JUNE nutzt vielmehr Azure OpenAI, das datenschutzkonforme Deployment der OpenAI-Services durch Microsoft. Azure OpenAI wird auf von Microsoft speziell für diesen Zweck vorgesehenen europäischen Servern ausgerollt und vollständig in die JUNE Cloud-Plattform und deren abgesichertes Netzwerk integriert. Ein Zugriff von außen auf die JUNE OpenAI-Implementierung ist nicht möglich.

Kundendaten und Dokumente, die den JUNE AI Services zugeführt werden, verlassen unsere abgekapselte Cloud-Umgebung nicht.

Die Fragen und Antworten innerhalb des Chats sind in einem für uns abgeschotteten Bereich abgegrenzt und werden auch nicht zum Training oder zur Verarbeitung der öffentlichen OpenAI Services verwendet. Wir verwenden ausschließlich die von Microsoft auf Azure bereitgestellte proprietäre Version von ChatGPT. Es existiert kein Vertragsverhältnis und kein Datenaustausch mit der OpenAI LLP.

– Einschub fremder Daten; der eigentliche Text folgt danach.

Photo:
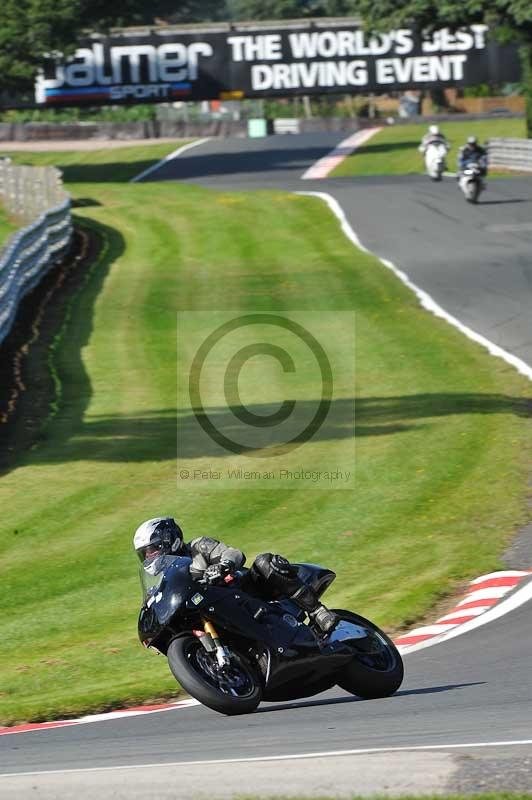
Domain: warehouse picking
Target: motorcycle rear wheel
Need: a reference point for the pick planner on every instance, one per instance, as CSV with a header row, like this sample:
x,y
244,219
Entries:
x,y
372,674
236,692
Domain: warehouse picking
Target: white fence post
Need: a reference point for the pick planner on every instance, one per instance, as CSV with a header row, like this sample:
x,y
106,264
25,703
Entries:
x,y
515,154
36,196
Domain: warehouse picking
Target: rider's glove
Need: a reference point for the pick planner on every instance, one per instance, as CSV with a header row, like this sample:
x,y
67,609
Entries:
x,y
217,572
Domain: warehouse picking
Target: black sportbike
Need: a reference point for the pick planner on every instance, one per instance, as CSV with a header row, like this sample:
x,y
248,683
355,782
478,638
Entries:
x,y
230,650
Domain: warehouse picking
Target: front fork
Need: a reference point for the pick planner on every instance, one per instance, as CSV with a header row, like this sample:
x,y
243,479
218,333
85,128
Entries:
x,y
212,643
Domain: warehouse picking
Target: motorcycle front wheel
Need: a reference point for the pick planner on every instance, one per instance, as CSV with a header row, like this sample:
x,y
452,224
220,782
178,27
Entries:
x,y
231,690
376,669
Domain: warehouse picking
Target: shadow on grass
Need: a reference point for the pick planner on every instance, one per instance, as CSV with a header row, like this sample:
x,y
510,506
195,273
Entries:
x,y
378,148
162,435
108,172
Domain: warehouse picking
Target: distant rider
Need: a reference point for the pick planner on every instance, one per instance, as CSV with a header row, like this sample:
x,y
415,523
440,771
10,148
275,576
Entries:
x,y
270,577
433,136
473,152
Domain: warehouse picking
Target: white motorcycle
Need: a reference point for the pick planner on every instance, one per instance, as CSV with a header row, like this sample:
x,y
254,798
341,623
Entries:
x,y
435,154
470,180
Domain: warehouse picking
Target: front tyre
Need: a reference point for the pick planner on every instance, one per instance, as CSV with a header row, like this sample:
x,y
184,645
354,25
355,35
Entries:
x,y
234,690
376,669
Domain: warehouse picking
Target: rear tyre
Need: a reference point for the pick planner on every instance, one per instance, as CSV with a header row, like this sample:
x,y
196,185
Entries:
x,y
233,691
376,670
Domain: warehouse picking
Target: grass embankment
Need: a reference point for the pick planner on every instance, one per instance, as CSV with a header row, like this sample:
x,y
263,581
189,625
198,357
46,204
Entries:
x,y
394,151
105,165
443,441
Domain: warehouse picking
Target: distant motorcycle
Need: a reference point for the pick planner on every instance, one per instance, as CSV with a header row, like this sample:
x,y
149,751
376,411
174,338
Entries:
x,y
435,155
230,650
470,180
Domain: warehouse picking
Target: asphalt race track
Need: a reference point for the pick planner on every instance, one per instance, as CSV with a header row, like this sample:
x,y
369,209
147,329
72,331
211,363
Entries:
x,y
475,261
463,699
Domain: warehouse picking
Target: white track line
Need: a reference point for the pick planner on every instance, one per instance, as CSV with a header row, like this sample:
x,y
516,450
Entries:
x,y
167,158
325,165
293,757
425,300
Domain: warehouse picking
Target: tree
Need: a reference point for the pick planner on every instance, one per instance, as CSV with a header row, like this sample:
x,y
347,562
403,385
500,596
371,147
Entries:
x,y
287,9
511,20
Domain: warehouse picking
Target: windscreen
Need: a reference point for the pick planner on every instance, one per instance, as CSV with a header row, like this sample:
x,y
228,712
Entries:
x,y
152,570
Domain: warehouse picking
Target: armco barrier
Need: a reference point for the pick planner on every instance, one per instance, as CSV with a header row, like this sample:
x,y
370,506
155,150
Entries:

Welche Pläne haben Sie, Ihre KI-Integration in Zukunft weiterzuentwickeln?

Christian Häp: Aktuell entwickeln wir die neuen Features natürlich täglich weiter. Unser Ziel ist es, den Kundinnen und Kunden für eine Vielzahl von Anwendungsfällen bereits das Prompt Engineering abzunehmen und ChatGPT eine für das juristische Umfeld und den jeweiligen Aktenkontext passgenaue Anweisung zu geben. Wir werden zudem unser eigenes ChatGPT-Modell verstärkt trainieren, um die Ergebnisse weiter zu verbessern.

Daneben beabsichtigen wir, die JUNE AI Features schrittweise in immer mehr bestehenden JUNE-Funktionalitäten zu integrieren. AI Features sollen im gesamten Aktenbearbeitungsprozess Hand in Hand mit den anderen JUNE-Services zusammenarbeiten.

Neue, zukünftige Features, die von OpenAI oder Microsoft bereitgestellt werden, werden innerhalb kürzester Zeit implementiert und die Vorteile der Nutzung an unsere Kund:innen weitergegeben. Davon abgesehen, befinden wir uns gemeinsam mit Microsoft fortwährend in einem Forschungsprozess für neue Preview Features der aktuell in Entwicklung befindlichen KI-Services.

Vielen Dank für das Interview!

Björn Frommer

Björn Frommer ist Rechtsanwalt und Managing Partner der Kanzlei FROMMER LEGAL, Co-Founder und CEO von JUNE sowie Gründungsmitglied und Beirat des Legal Tech Verbands Deutschland. Er beschäftigt sich seit vielen Jahren mit technologiegestützten Lösungen im Bereich Recht – zunächst mit eigener Abteilung zur Entwicklung von Technologien zur effizienten juristischen Fallbearbeitung innerhalb der eigenen Kanzlei. Heute wird diese Entwicklung mit JUNE konsequent fortgesetzt.

Christian Häp

Ursprünglich aus der Softwareentwicklung kommend, beschäftigt sich Christian Häp seit vielen Jahren mit der Erforschung und Entwicklung neuer Lösungen und Architekturen in der Cloud. Als CTO bei JUNE leitet er die Weiterentwicklung der Cloud-Plattform und forscht an Zukunftstechnologien, wie generative KI und Machine Learning.